Wie entstehen die Songs bei euch? Man liest immer nur von dir als Frontmann.

Jeder von uns nimmt irgendwann mal das Heft in die Hand und sagt den anderen, wie er meint, dass ein Song zu klingen hat. Meistens sind es Vin und ich, die mit Grundkonzepten zu den Songs ankommen. Jedoch entwickelt jeder von uns dann so eine starke Bindung zu den Sachen, dass wir uns zusammensetzen und darüber reden, wie wir die Songs arrangieren sollen. Es kommen manchmal selbst Teile eines Textes von den anderen in der Band.

Du bist bekannt dafür, dass du in deinen Texten dein Innerstes nach außen kehrst. Wie fühlt es sich für dich an, wenn Leute deine Arbeit kommentieren und sagen, dass sie schon genau das Gleiche gefühlt haben?

Wir Menschen verarbeiten grundsätzlich alle die gleichen Emotionen. Da gibt es dann welche, über die man nicht so gerne mit anderen spricht. Mich macht es sehr glücklich, wenn ich erfahre, dass ich etwas geäußert habe, das sich andere nicht getraut haben auszusprechen, und dass ich ihnen so helfen konnte. Ich kenne diese Situation doch auch – jeder kennt sie: Du bist jung und hörst Musik, die dich berührt. Wenn dann noch die Texte genau das ausdrücken, was du fühlst, entsteht diese Liebe zur Musik.

Mit drei Millionen verkauften Platten könnt ihr es euch doch erlauben, von eurer Musik zu leben, oder?

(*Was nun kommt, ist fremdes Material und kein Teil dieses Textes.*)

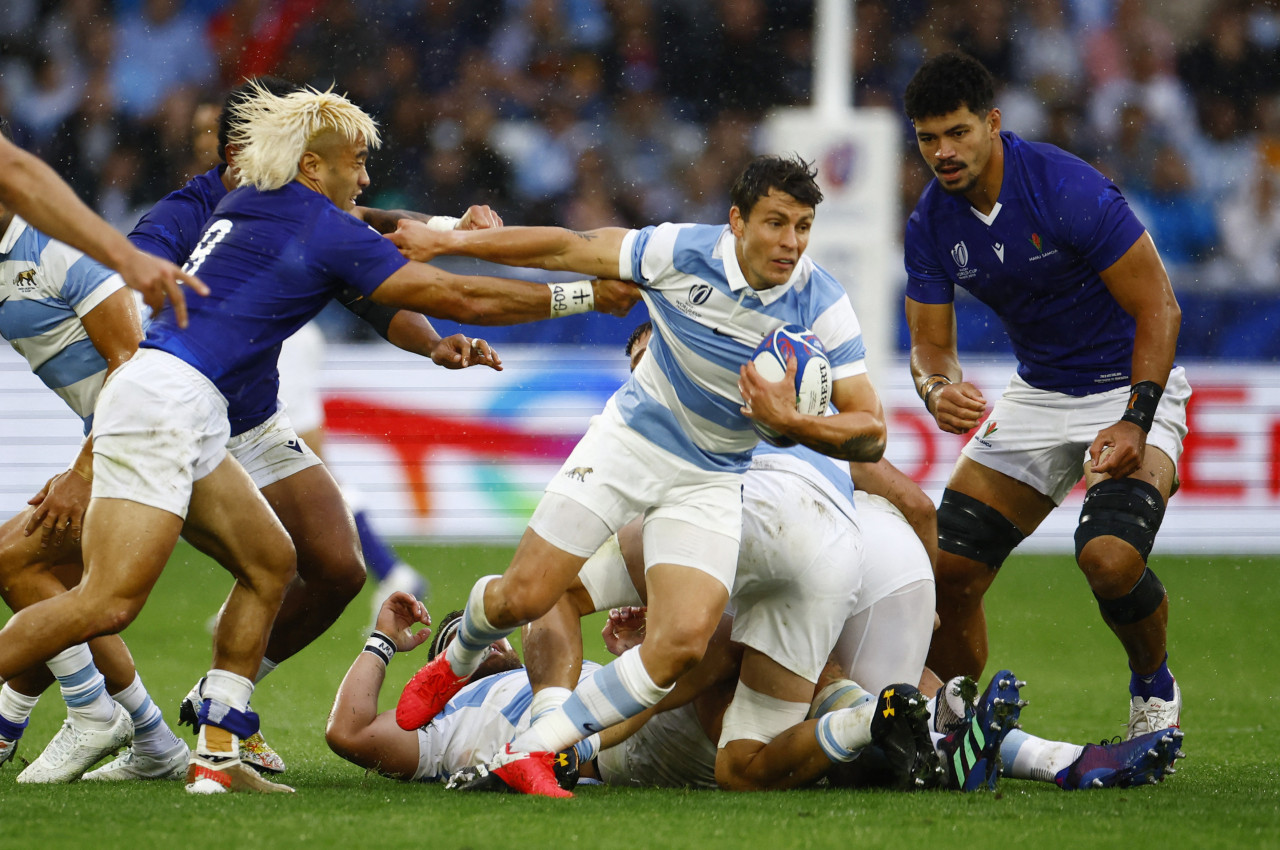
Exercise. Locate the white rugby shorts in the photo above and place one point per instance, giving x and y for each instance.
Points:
(1042, 438)
(887, 638)
(670, 752)
(160, 425)
(613, 475)
(273, 451)
(799, 570)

Ja, das können wir – so gerade eben. Es gibt viele Bands, die zwar nicht von ihrer Musik leben können, dafür aber sehr viel Zeit und Arbeit da reinstecken. Ab einem bestimmten Level kann dir Geld die Sache wirklich unheimlich vereinfachen. Auf der anderen Seite musst du dir aber auch bewusst werden, dass das dann dein Job ist, den du auch irgendwann genauso verlieren kannst. Das macht die Sache dann wiederum nicht so einfach.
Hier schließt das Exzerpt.